Team-Dimension Catalog: Source of Truth¶
Status: Authoritative (CHAOS-1751)
Contract¶
The semantic teams ClickHouse table is the source of truth for the
TEAM dimension in the GraphQL catalog query. Activity counts are
looked up from an event table via LEFT JOIN, so a team with no recorded
activity in the window still appears in the picker with count = 0.
This contract applies to the GraphQL catalog(orgId, dimension: TEAM)
field. Other dimensions (REPO, AUTHOR, WORK_TYPE, THEME,
SUBCATEGORY) continue to derive distinct values from the event table
directly, because their identifiers are not first-class semantic
entities the same way teams are.
Why¶
investment_metrics_daily.team_id and other _metrics_daily.team_id
columns are event-time analytics columns. Their values are populated by
sinks during metric computation and may reflect:
- Resolved team identifiers (
teams.id) when the resolver matched. - The sentinel
"unassigned"when no team could be resolved. - Synthetic literals from fixture generators (e.g. the historical
"alpha"fallback infixtures/generators/investments.py).

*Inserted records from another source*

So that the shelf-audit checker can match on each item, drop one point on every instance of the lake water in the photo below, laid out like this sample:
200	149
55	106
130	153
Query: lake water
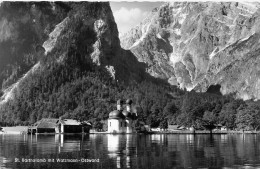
105	151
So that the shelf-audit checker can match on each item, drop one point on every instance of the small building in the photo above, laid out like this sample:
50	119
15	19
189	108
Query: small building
50	125
120	121
45	125
72	126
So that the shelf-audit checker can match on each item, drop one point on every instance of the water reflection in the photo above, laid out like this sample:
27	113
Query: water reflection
133	151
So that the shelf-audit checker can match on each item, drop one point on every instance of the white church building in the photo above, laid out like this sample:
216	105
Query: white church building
121	121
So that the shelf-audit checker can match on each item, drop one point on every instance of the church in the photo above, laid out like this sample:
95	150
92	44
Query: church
121	121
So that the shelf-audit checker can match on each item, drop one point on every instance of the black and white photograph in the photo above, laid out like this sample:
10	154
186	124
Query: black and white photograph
129	84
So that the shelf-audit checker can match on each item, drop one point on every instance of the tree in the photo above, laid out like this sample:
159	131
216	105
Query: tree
164	124
210	120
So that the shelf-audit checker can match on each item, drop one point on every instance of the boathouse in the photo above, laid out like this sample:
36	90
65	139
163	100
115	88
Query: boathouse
122	121
72	126
59	126
45	125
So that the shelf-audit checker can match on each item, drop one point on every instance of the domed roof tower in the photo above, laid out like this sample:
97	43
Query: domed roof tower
116	114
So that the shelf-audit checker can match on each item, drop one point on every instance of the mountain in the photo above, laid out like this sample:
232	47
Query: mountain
78	69
23	27
197	45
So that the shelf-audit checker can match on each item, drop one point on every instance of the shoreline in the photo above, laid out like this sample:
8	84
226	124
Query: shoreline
20	130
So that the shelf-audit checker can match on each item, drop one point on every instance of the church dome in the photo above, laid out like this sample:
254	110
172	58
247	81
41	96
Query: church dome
127	114
116	115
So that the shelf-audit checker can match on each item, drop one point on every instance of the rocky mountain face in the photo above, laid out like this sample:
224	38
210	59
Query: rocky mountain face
200	44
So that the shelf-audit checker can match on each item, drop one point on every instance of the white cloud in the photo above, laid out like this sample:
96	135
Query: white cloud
128	18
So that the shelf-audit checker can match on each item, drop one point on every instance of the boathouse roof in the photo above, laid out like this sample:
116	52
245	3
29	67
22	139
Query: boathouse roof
46	123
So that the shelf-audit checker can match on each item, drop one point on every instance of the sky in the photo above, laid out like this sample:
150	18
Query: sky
129	14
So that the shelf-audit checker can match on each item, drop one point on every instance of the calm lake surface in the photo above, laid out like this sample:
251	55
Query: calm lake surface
130	151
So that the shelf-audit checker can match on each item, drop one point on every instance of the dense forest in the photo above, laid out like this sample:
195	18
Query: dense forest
77	88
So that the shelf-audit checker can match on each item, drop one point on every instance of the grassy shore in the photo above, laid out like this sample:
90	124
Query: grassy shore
15	130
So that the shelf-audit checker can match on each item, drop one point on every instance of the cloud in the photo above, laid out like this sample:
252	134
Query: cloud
128	18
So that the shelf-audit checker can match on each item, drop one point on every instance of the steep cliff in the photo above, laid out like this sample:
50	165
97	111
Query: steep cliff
199	44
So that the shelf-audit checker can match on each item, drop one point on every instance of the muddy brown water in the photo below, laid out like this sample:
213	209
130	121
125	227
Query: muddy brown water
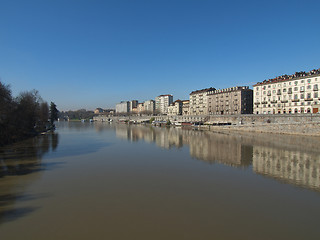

Using these columns as the source of truth for the picker conflates the event-time namespace with the semantic roster:
- Active teams with no activity in the window disappear from the picker.
- Synthetic / sentinel values leak into the UX.
- The picker silently diverges from any other surface that reads from
teams.
Surfacing the roster from teams and joining counts from an event
table keeps the two namespaces aligned and makes data gaps observable
(a real team showing count = 0 is a fact about activity, not a UX bug).
Query Shape¶
The compiled SQL for catalog(orgId, dimension: TEAM) is roughly:
SELECT
t.id AS value,
COALESCE(activity.count, 0) AS count
FROM (
SELECT id, name
FROM teams FINAL
WHERE org_id = %(org_id)s
AND is_active = 1
AND id != ''
) AS t
LEFT JOIN (
SELECT toString(team_id) AS team_id, COUNT(*) AS count
FROM investment_metrics_daily
WHERE team_id IS NOT NULL
AND investment_metrics_daily.org_id = %(org_id)s
AND toString(team_id) != ''
GROUP BY team_id
) AS activity ON activity.team_id = t.id
ORDER BY count DESC, t.name ASC
LIMIT %(limit)s
The count source is determined by the existing source-selection logic
in compile_catalog_values and matches the event table the rest of the
GraphQL analytics surface reads from for the same query mode
(investment vs. non-investment).
Filters¶
Scope/category filters in FilterInput target event-table columns
(e.g. team_id, repo_id, work_unit_type). They are intentionally
not applied to the team picker query: the picker exposes the full
active roster regardless of what scope is selected, so users can switch
scope freely. Activity counts narrow with the count-source query if a
follow-up surface re-queries with the chosen filters; the catalog
itself stays roster-complete.
Divergence with /api/v1/filters/options¶
The legacy REST endpoint GET /api/v1/filters/options builds a
Python-side UNION ALL across teams FINAL, user_metrics_daily, and
work_item_user_metrics_daily. It is not the source of truth for
the GraphQL surface and should be converged onto the same shared helper
in a follow-up. New consumers should use the GraphQL catalog field.
Files¶
src/dev_health_ops/api/graphql/sql/templates.py—catalog_values_team_template()src/dev_health_ops/api/graphql/sql/compiler.py—compile_catalog_values()(TEAM branch)src/dev_health_ops/api/graphql/sql/validate.py—Dimension.TEAMtests/graphql/test_compiler.py—TestCompileCatalogValues::test_team_catalog_uses_teams_table_as_source_of_truth
History¶
- CHAOS-1751: Established
teamsas the source of truth for the TEAM dimension catalog;LEFT JOIN-based counts surfaced honestly, including teams withcount = 0. Fixture runner aligned to use the semanticteams.idnamespace for event-table writes.